Introducing sulfur vacancies in transition metal sulfide-based electrode materials is an effective way to improve the electrochemical energy storage of the materials. Nd-reinforced N-doped Cu₇S₄ (Nd@N-Cu₇S₄) composite material, supported on nickel foam (NF), is synthesized by regulating the doping of Nd into the N-doped Cu₇S₄ materials. Regulating on the number of doped Nd atoms can change the concentration of sulfur vacancies produced in the N-doped Cu₇S₄ material. After introducing sulfur vacancies, the diffusion rate of ions and the number of reactive sites in the material are enhanced by altering the distribution of local electron concentrations around the sulfur vacancies during the electrochemical reaction process. This increases and improves the electrochemical energy storage of the Nd@N-Cu₇S₄ material. Theoretical calculations are carried out to study the influence of the generation of sulfur vacancies on the material structure. The Nd-reinforced N-doped Cu₇S₄ (Nd@N-Cu₇S₄) composite electrode exhibits a higher energy storage capacity than existing copper sulfide-based electrode materials and other ion-doped sulfides.

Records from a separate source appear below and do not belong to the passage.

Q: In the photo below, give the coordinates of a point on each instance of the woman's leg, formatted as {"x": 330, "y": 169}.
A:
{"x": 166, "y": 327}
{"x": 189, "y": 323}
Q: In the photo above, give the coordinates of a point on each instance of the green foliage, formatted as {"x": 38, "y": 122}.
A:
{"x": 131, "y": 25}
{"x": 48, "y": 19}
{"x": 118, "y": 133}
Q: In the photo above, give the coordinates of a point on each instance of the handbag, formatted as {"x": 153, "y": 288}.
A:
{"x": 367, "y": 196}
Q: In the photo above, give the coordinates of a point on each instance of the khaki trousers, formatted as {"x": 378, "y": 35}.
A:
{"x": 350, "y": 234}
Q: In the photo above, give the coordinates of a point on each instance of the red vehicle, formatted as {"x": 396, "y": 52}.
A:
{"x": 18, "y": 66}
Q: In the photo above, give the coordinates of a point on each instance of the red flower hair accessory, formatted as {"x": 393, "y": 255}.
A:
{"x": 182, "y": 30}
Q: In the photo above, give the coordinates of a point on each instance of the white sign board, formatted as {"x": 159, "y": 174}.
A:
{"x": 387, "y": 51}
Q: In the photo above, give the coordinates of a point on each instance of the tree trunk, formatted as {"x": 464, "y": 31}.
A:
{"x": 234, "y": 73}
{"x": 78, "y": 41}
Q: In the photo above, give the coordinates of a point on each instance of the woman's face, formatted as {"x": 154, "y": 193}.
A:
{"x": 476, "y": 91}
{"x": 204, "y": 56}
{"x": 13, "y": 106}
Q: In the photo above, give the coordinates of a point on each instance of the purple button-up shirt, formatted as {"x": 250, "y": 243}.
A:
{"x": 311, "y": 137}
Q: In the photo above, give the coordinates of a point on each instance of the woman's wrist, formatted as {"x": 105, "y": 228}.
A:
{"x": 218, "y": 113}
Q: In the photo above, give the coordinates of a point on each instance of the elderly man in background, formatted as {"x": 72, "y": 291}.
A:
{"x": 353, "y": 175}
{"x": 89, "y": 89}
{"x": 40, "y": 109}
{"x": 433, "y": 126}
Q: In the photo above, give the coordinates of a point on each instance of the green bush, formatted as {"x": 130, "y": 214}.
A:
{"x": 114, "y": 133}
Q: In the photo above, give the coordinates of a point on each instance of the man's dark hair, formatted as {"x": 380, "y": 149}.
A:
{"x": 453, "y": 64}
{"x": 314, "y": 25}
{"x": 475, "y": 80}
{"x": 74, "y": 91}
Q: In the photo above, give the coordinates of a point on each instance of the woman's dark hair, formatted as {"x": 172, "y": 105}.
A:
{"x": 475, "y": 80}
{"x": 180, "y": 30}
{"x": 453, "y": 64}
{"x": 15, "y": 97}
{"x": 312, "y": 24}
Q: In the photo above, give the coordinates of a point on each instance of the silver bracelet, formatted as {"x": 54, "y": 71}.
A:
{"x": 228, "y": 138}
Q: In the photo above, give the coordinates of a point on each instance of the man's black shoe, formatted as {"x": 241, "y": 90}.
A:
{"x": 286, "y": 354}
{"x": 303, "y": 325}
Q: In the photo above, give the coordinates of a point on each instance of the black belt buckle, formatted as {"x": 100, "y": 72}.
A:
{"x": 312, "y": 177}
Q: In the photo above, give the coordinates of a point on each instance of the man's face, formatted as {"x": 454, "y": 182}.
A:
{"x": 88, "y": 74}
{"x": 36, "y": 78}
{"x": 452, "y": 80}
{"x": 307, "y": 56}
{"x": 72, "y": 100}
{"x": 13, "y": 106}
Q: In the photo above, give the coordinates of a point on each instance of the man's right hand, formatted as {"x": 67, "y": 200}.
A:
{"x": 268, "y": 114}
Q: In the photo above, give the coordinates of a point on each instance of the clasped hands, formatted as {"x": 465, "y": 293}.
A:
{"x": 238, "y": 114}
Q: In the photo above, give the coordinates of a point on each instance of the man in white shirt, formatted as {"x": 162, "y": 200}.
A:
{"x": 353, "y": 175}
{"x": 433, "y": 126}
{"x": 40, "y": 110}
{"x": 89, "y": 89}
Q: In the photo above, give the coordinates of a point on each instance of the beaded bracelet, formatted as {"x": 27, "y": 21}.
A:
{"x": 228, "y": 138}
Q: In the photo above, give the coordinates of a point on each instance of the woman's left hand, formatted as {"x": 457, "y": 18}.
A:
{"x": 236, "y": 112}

To further investigate the practical application of Nd@N-Cu₇S₄/NF, a liquid-phase supercapacitor is constructed featuring a wide operational potential window of 1.8 V. This device utilizes Nd@N-Cu₇S₄/NF as the negative electrode and Nd@N-Cu₇S₄/CF (carbon felt) as the positive electrode, with 1 M NaOH serving as the electrolyte. The assembled supercapacitor demonstrates high energy density, emphasizing the potential of the Nd@N-Cu₇S₄/NF electrode in high-performance energy storage applications. These findings suggest that the Nd@N-Cu₇S₄/NF composite is a promising candidate for advancing the development of next-generation supercapacitors.